VISIT SOLIANT’S HEADQUARTERS on the second floor of a seven-story red-brick building in Chicago’s Greektown neighborhood to get an idea of Bowers’ management style. The inviting open-concept loft was renovated for Soliant’s purposes. Many interior walls are transparent, including Bowers’ decidedly nonexecutive office that looks out on the rest of the workspace. The corner office with a view went to the Controller.
“I like seeing people coming and going,” says Bowers, an introvert happier practicing guitar or focusing on programming than leading a company meeting. “If I’m not careful, I could sit in front of the computer all day and not remember my real responsibility. But at some point I realized that my goal wasn’t to learn how to be a better programmer: What I needed to do was learn how to make a company grow.”
That turning point came soon after his marriage.
“Until then it was fine to have it be just a fun thing here.
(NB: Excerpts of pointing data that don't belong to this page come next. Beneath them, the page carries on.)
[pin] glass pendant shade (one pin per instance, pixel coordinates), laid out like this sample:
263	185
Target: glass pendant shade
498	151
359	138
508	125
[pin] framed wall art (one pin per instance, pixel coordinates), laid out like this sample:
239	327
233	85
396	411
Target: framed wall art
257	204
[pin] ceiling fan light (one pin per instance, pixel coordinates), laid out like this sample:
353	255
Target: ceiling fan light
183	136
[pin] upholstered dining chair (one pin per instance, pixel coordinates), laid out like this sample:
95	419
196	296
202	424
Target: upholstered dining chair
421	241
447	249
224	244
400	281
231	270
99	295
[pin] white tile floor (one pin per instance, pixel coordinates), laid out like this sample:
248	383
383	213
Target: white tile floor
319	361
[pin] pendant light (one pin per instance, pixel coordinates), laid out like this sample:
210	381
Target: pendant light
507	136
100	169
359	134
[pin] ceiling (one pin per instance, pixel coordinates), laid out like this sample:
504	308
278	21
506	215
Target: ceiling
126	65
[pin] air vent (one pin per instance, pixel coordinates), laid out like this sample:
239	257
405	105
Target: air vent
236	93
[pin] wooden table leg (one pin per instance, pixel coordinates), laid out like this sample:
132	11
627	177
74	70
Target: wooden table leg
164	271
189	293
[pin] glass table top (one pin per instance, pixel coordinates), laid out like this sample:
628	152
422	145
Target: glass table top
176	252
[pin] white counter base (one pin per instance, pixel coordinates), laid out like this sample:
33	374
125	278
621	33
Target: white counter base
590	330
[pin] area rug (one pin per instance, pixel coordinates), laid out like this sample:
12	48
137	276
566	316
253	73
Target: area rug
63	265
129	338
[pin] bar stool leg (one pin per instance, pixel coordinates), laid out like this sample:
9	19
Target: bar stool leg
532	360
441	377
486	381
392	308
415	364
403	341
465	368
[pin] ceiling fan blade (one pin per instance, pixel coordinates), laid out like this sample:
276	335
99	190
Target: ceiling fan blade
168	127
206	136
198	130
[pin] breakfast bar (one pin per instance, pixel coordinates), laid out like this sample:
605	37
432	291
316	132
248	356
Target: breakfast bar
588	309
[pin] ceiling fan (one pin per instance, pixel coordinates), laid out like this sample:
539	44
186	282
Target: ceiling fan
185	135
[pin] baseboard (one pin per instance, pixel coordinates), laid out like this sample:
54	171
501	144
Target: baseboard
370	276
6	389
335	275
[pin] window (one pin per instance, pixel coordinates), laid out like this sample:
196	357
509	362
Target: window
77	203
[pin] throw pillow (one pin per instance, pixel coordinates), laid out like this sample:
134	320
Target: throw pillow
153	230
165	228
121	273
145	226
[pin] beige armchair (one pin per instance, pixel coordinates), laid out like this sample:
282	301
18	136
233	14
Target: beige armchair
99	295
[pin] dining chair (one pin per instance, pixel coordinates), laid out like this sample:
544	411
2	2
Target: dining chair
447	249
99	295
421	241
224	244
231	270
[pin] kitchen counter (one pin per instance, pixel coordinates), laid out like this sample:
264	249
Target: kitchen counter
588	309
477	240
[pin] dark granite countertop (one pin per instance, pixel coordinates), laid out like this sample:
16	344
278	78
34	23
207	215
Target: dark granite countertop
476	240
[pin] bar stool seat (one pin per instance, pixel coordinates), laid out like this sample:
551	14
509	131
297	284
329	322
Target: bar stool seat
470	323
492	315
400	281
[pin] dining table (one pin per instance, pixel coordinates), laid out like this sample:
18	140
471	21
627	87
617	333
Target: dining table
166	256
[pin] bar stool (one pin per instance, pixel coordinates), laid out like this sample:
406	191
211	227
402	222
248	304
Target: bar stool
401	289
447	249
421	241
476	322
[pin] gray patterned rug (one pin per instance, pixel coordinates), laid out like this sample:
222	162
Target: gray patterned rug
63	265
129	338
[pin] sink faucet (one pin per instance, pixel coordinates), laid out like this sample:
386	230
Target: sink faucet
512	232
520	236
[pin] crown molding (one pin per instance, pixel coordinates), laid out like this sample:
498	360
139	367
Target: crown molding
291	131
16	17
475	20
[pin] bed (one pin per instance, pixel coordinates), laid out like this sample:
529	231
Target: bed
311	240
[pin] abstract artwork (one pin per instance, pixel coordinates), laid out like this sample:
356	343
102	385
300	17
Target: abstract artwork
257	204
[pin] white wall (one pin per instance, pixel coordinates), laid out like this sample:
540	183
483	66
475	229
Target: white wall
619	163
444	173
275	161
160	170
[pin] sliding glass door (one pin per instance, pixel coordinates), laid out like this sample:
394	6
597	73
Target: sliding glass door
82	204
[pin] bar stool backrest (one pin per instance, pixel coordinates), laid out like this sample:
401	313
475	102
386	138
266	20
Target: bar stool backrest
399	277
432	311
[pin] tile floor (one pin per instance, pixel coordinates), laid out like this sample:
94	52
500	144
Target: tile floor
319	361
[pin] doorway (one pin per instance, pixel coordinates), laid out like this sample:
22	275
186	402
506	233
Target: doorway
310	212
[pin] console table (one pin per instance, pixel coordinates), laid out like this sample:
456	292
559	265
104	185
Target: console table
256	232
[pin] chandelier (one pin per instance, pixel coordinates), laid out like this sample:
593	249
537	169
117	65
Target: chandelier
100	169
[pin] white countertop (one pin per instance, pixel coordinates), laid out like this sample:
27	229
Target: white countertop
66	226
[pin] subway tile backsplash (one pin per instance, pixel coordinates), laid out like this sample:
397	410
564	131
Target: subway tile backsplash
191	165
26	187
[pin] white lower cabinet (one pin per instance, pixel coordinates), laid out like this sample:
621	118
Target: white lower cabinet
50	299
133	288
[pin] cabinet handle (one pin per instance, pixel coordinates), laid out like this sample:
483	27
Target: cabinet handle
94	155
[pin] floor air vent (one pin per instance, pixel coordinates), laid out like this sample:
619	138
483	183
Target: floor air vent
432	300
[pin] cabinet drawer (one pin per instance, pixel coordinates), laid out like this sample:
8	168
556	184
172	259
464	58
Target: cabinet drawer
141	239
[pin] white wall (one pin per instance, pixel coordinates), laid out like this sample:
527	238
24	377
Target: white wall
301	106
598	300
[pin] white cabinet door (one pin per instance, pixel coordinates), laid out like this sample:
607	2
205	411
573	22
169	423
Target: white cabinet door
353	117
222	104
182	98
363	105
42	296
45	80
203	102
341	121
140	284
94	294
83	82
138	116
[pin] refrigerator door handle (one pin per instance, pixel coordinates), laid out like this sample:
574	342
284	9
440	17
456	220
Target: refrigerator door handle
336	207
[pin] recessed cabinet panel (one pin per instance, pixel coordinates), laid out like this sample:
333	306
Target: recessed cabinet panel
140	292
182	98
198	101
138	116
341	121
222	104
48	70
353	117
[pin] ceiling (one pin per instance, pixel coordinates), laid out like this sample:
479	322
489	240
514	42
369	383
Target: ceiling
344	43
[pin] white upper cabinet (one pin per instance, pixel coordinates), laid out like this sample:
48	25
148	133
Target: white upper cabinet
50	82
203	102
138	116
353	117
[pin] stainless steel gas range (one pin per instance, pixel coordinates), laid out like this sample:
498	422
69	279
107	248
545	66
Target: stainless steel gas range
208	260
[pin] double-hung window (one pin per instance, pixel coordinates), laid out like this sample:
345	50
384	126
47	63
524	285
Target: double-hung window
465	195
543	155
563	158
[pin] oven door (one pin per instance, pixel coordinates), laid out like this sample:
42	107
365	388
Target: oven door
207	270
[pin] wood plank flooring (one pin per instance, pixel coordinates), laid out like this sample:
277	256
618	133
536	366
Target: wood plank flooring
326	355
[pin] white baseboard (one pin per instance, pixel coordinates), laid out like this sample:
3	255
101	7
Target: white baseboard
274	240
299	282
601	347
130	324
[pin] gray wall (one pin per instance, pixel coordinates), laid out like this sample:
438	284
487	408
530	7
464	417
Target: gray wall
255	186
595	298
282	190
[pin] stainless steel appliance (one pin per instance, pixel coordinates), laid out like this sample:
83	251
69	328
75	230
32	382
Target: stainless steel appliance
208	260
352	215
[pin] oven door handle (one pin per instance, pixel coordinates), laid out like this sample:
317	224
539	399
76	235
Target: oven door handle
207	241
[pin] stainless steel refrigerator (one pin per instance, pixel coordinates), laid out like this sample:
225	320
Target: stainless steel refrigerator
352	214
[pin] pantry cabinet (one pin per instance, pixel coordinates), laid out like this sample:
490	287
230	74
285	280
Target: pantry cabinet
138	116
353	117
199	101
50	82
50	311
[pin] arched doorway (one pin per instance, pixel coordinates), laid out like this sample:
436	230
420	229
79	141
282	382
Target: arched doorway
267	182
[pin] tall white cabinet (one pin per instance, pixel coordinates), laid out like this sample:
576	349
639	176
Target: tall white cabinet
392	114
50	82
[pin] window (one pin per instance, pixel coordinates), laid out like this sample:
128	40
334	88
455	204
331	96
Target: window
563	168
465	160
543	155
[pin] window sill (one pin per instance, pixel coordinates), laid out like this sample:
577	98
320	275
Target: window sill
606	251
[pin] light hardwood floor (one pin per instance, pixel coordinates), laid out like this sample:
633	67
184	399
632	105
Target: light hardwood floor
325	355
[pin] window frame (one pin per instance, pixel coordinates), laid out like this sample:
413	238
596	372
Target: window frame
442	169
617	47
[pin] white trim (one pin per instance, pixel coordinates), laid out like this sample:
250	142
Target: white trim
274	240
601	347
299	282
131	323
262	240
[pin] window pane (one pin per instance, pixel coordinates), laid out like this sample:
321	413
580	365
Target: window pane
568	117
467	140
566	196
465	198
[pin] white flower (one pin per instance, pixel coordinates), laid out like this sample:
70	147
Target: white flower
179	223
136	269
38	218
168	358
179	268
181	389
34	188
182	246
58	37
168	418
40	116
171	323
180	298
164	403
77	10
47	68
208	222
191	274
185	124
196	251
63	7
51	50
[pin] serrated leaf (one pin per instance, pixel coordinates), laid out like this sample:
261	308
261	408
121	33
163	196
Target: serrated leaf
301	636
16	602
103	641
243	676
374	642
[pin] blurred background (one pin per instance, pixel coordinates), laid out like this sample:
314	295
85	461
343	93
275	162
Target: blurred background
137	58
But I married Rebecca, and our first child, Nate, was born in 2003, and I realized that if I fail at this, it’s not just me who fails. There are people who are counting on me and they’ve put their trust in me. Their mortgages and their kids’ college educations are dependent upon me, and I owe it to them to make sure that I was doing the best job I could, that I would learn as much as I could, and be as successful as we could.
“You’ll hear the term ‘servant leadership model.’ I like that responsibility. It’s also one very rewarding: I’m able to provide not only for my own family, but to create an environment where our employees have a nice place to work and a good living.
“There’s not any particular philosophy behind all this, other than trying to be genuine. I try to figure out what’s the right thing to do and what’s the right way to do it.”
Bowers slides a book across the table: The Trusted Advisor, by David Maister and Charles Green. Every new employee gets a copy.
“We all have examples of trusted advisors in our lives, whether it’s a mechanic, an accountant—that person that you can go to and say, “Hey, I’m thinking about this. What do you think about it?”
Inducted into the University of Illinois at Chicago’s Entrepreneurship Hall of Fame in 2008, Bowers offers his own list of trusted advisors: At Wabash, it was music professor Nina Gilbert. UBS advisor Bernie DelGiorno helped him make the transition from grad school to the business world (“He’s half stock broker, half father to me”). Brother-in-law David Moore introduced him to an executive forum that’s been a wellspring, and his energy and focus inspires Bowers.
“With every new employee I try to follow up with a conversation about the book over a cup of coffee, just to see what they got out of it, because it has become a blueprint of what I want the business to be. We strive to be more than just a vendor; we’d like to become trusted advisors.”
FLY BACK TO THIS YEAR’S offsite in Santa Cruz, after a team building scavenger-hunt and the talent show, when a day of community service became part of the event.
Senior Developer Martha Zink’s recollection would bring a smile to a Bowers, whose motivations boil down to “telling the truth” and “doing the right thing.”
“I love my work,” Zink writes on the company’s blog. “I help clients solve work problems, which leads to a happier work life for them. It doesn’t get much better than that. That is, until I realized that I work with some of the most amazing people out there.
“We had a blast getting to know each other better. These aren’t just my co-workers. These are the best in the industry, these are my friends. And we get to do a little good in the world together.”